# Wildcamping by Aberdeen/ Moray Firth



## KJames53 (Jul 7, 2020)

Hi all! I'm new to the forum but came on looking for a wild camping spot by the Moray Firth. I'm looking to camp by the beach and was thinking of Findhorn. Does anyone have any recommendations?


----------



## TJBi (Jul 7, 2020)

KJames53 said:


> Hi all! I'm new to the forum but came on looking for a wild camping spot by the Moray Firth. I'm looking to camp by the beach and was thinking of Findhorn. Does anyone have any recommendations?


Welcome. I don't know the area, but the online map shows a few POIs in the area. Might be worth joining as a full member in order to have access to the POIs.


----------



## caledonia (Jul 8, 2020)

KJames53 said:


> Hi all! I'm new to the forum but came on looking for a wild camping spot by the Moray Firth. I'm looking to camp by the beach and was thinking of Findhorn. Does anyone have any recommendations?


You can park in the big Dunes carpark at Findhorn which is right on the beach. There are honesty boxes for you to pay and the money benefits the community.
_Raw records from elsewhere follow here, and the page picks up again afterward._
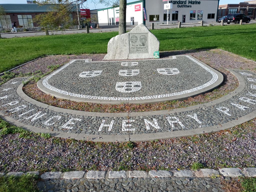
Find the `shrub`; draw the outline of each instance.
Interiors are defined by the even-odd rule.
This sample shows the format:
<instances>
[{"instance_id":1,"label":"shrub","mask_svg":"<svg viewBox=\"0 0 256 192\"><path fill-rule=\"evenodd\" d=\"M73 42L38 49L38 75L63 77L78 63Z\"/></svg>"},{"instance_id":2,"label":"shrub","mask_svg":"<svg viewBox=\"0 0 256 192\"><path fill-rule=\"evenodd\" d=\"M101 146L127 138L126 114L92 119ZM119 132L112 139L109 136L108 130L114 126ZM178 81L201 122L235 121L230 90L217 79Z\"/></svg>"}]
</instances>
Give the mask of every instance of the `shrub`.
<instances>
[{"instance_id":1,"label":"shrub","mask_svg":"<svg viewBox=\"0 0 256 192\"><path fill-rule=\"evenodd\" d=\"M191 166L191 169L193 170L197 170L199 169L204 168L204 166L200 163L194 163Z\"/></svg>"}]
</instances>

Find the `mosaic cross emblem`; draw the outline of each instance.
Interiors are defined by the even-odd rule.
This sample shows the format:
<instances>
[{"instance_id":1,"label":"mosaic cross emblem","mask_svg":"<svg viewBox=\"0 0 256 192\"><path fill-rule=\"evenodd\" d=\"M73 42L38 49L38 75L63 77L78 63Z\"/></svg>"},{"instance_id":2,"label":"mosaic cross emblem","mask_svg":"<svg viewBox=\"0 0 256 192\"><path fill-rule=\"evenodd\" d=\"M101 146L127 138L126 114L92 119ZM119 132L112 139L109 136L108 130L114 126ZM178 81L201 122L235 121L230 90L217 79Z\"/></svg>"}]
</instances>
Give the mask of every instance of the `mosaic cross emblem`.
<instances>
[{"instance_id":1,"label":"mosaic cross emblem","mask_svg":"<svg viewBox=\"0 0 256 192\"><path fill-rule=\"evenodd\" d=\"M134 66L138 65L138 62L122 62L121 63L121 65L125 67Z\"/></svg>"},{"instance_id":2,"label":"mosaic cross emblem","mask_svg":"<svg viewBox=\"0 0 256 192\"><path fill-rule=\"evenodd\" d=\"M122 93L132 93L137 91L141 89L141 82L140 81L117 82L115 85L115 89Z\"/></svg>"},{"instance_id":3,"label":"mosaic cross emblem","mask_svg":"<svg viewBox=\"0 0 256 192\"><path fill-rule=\"evenodd\" d=\"M177 68L162 68L157 69L156 70L157 72L163 75L171 75L179 73L179 71Z\"/></svg>"},{"instance_id":4,"label":"mosaic cross emblem","mask_svg":"<svg viewBox=\"0 0 256 192\"><path fill-rule=\"evenodd\" d=\"M130 40L132 43L135 43L138 41L138 38L135 35L133 35L130 38Z\"/></svg>"},{"instance_id":5,"label":"mosaic cross emblem","mask_svg":"<svg viewBox=\"0 0 256 192\"><path fill-rule=\"evenodd\" d=\"M80 77L92 77L100 75L102 71L83 71L79 75Z\"/></svg>"},{"instance_id":6,"label":"mosaic cross emblem","mask_svg":"<svg viewBox=\"0 0 256 192\"><path fill-rule=\"evenodd\" d=\"M125 77L134 76L140 73L140 69L128 69L120 70L119 71L119 75Z\"/></svg>"}]
</instances>

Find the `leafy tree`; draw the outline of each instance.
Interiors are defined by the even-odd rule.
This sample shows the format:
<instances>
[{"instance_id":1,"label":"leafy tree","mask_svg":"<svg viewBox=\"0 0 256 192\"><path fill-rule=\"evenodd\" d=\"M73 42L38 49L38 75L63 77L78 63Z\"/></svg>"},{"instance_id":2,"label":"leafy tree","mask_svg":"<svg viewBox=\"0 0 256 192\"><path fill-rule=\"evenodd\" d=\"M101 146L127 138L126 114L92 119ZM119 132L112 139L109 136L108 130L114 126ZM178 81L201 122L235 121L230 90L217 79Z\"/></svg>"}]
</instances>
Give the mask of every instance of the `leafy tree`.
<instances>
[{"instance_id":1,"label":"leafy tree","mask_svg":"<svg viewBox=\"0 0 256 192\"><path fill-rule=\"evenodd\" d=\"M98 0L99 2L105 5L111 5L113 6L119 6L119 34L126 33L126 5L127 0ZM38 0L37 2L41 5L61 5L70 11L75 6L77 5L79 7L85 7L83 4L87 0ZM95 4L96 2L93 2Z\"/></svg>"},{"instance_id":2,"label":"leafy tree","mask_svg":"<svg viewBox=\"0 0 256 192\"><path fill-rule=\"evenodd\" d=\"M74 21L70 17L69 7L61 4L51 5L49 8L51 10L37 15L34 19L34 22L44 28L47 35L49 34L48 30L58 29L62 25L62 28L68 29L74 25Z\"/></svg>"}]
</instances>

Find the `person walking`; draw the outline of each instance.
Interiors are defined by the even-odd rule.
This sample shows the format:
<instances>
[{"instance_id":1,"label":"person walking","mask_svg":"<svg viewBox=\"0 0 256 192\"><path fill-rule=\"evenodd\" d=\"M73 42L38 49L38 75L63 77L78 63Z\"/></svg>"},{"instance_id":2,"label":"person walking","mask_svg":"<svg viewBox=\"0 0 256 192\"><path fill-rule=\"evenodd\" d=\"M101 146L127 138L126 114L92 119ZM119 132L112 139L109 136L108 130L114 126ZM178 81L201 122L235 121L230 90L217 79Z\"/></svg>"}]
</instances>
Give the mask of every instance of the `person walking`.
<instances>
[{"instance_id":1,"label":"person walking","mask_svg":"<svg viewBox=\"0 0 256 192\"><path fill-rule=\"evenodd\" d=\"M17 25L16 22L14 22L12 24L12 26L13 29L12 30L11 32L12 33L13 33L15 31L16 33L17 33L17 29L16 28L16 26Z\"/></svg>"}]
</instances>

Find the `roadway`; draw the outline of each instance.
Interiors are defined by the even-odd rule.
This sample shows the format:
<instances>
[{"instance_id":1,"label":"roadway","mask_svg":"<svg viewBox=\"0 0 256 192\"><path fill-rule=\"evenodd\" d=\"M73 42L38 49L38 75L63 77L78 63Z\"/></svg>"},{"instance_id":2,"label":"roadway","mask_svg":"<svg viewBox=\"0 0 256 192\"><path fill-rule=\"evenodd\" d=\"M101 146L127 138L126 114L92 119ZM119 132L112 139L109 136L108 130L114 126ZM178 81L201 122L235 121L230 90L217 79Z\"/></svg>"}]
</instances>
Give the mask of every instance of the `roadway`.
<instances>
[{"instance_id":1,"label":"roadway","mask_svg":"<svg viewBox=\"0 0 256 192\"><path fill-rule=\"evenodd\" d=\"M251 21L250 23L256 23L256 20ZM243 25L248 25L248 24L243 23ZM224 23L225 25L237 25L233 24L228 24ZM187 23L182 24L182 27L189 27L200 26L200 23ZM204 23L204 26L209 26L210 25L220 25L220 23L217 22ZM169 25L154 25L155 29L166 29L168 28L176 28L177 27L178 24L170 24ZM136 26L127 26L126 30L130 30L132 29ZM150 25L147 25L147 27L149 29L151 29L151 26ZM90 29L90 33L95 33L107 32L112 31L118 31L118 26L104 26L102 28L99 29ZM81 29L71 29L66 30L65 31L49 31L50 35L65 35L67 34L73 34L75 33L86 33L86 30L85 28ZM26 32L19 32L17 33L1 33L1 36L2 38L11 38L16 37L29 37L31 36L36 36L39 35L45 35L45 32L43 31L37 31L35 32L28 31Z\"/></svg>"}]
</instances>

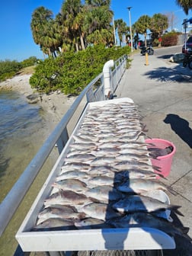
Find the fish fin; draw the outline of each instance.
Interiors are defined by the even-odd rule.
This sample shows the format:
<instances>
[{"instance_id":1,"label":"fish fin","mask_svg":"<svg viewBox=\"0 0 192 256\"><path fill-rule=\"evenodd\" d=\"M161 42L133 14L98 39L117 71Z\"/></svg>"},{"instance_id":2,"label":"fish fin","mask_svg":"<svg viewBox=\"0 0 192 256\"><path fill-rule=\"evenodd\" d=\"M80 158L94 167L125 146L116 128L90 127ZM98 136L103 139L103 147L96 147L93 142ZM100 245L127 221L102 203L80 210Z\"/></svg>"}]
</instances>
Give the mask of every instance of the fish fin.
<instances>
[{"instance_id":1,"label":"fish fin","mask_svg":"<svg viewBox=\"0 0 192 256\"><path fill-rule=\"evenodd\" d=\"M173 204L170 204L168 209L171 210L172 211L174 211L175 213L178 213L180 216L184 216L183 213L181 213L179 210L178 208L181 208L181 206L177 206L177 205L173 205Z\"/></svg>"},{"instance_id":2,"label":"fish fin","mask_svg":"<svg viewBox=\"0 0 192 256\"><path fill-rule=\"evenodd\" d=\"M180 228L184 234L187 234L189 232L190 228L189 227L181 227ZM191 238L190 238L191 240Z\"/></svg>"},{"instance_id":3,"label":"fish fin","mask_svg":"<svg viewBox=\"0 0 192 256\"><path fill-rule=\"evenodd\" d=\"M168 190L168 192L171 193L174 196L178 196L178 193L177 191L175 191L173 188L171 188L171 187L167 187L167 190Z\"/></svg>"}]
</instances>

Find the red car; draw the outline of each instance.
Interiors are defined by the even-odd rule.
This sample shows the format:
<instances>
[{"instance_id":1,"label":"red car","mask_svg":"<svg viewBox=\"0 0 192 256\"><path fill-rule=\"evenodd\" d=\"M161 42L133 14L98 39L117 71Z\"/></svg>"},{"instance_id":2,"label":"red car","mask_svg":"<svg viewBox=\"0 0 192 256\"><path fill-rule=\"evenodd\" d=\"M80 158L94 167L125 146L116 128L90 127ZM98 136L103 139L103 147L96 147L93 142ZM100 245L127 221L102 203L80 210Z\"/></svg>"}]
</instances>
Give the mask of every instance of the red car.
<instances>
[{"instance_id":1,"label":"red car","mask_svg":"<svg viewBox=\"0 0 192 256\"><path fill-rule=\"evenodd\" d=\"M182 53L184 54L192 54L192 36L188 38L185 45L183 45Z\"/></svg>"}]
</instances>

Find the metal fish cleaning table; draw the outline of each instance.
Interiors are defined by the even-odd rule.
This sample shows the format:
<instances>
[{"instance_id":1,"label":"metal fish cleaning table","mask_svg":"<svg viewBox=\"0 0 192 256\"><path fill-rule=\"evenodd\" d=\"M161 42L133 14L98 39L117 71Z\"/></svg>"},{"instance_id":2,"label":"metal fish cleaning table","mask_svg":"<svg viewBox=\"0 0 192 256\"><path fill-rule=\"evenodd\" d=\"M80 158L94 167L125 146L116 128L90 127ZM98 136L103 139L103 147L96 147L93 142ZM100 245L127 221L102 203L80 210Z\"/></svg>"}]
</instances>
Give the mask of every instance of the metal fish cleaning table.
<instances>
[{"instance_id":1,"label":"metal fish cleaning table","mask_svg":"<svg viewBox=\"0 0 192 256\"><path fill-rule=\"evenodd\" d=\"M16 234L16 238L24 251L84 251L110 250L162 250L175 248L173 238L153 228L132 227L123 229L98 229L59 231L31 231L44 200L50 194L52 184L59 174L65 158L69 151L73 135L78 132L88 110L107 104L133 102L130 98L120 98L89 103L66 147L58 158L49 177ZM142 136L139 139L144 142Z\"/></svg>"}]
</instances>

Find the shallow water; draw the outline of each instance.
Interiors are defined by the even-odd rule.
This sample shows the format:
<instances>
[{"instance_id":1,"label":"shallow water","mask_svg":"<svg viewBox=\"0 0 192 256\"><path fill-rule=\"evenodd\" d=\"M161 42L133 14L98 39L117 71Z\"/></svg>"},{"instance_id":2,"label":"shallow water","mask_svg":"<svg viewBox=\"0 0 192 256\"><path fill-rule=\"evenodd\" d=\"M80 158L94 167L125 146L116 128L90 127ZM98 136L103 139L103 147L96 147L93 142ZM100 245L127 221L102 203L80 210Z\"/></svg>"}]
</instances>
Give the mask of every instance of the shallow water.
<instances>
[{"instance_id":1,"label":"shallow water","mask_svg":"<svg viewBox=\"0 0 192 256\"><path fill-rule=\"evenodd\" d=\"M34 157L50 131L40 107L38 104L29 104L24 96L16 92L0 92L0 117L2 201ZM0 238L1 255L14 254L18 246L15 233L56 159L58 153L55 150Z\"/></svg>"}]
</instances>

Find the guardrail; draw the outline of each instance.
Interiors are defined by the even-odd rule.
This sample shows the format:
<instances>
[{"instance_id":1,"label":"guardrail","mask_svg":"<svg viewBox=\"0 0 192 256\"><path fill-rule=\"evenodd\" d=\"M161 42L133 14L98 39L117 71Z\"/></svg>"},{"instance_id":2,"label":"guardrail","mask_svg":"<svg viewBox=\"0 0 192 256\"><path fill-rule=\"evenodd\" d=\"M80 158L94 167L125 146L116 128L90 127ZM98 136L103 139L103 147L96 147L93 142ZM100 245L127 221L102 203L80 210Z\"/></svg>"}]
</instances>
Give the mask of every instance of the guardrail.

You can also use Culbin forest carpark which has nice walks but a fair distance from the beach.


----------



## mjvw (Jul 8, 2020)

Moray Firth we go so we can do a bit of whale watching, You should become a full member and take advantage of the POI's and friendly banter.


----------



## phillybarbour (Jul 8, 2020)

Hi and welcome along


----------



## Robmac (Jul 10, 2020)

Welcome to the forum.


----------



## The laird (Jul 11, 2020)

Welcome and enjoy


----------



## jeanette (Jul 12, 2020)

Hi and welcome


----------



## Wooie1958 (Jul 13, 2020)

They obviously came straight back and said Thank You  ....................................  NOT


----------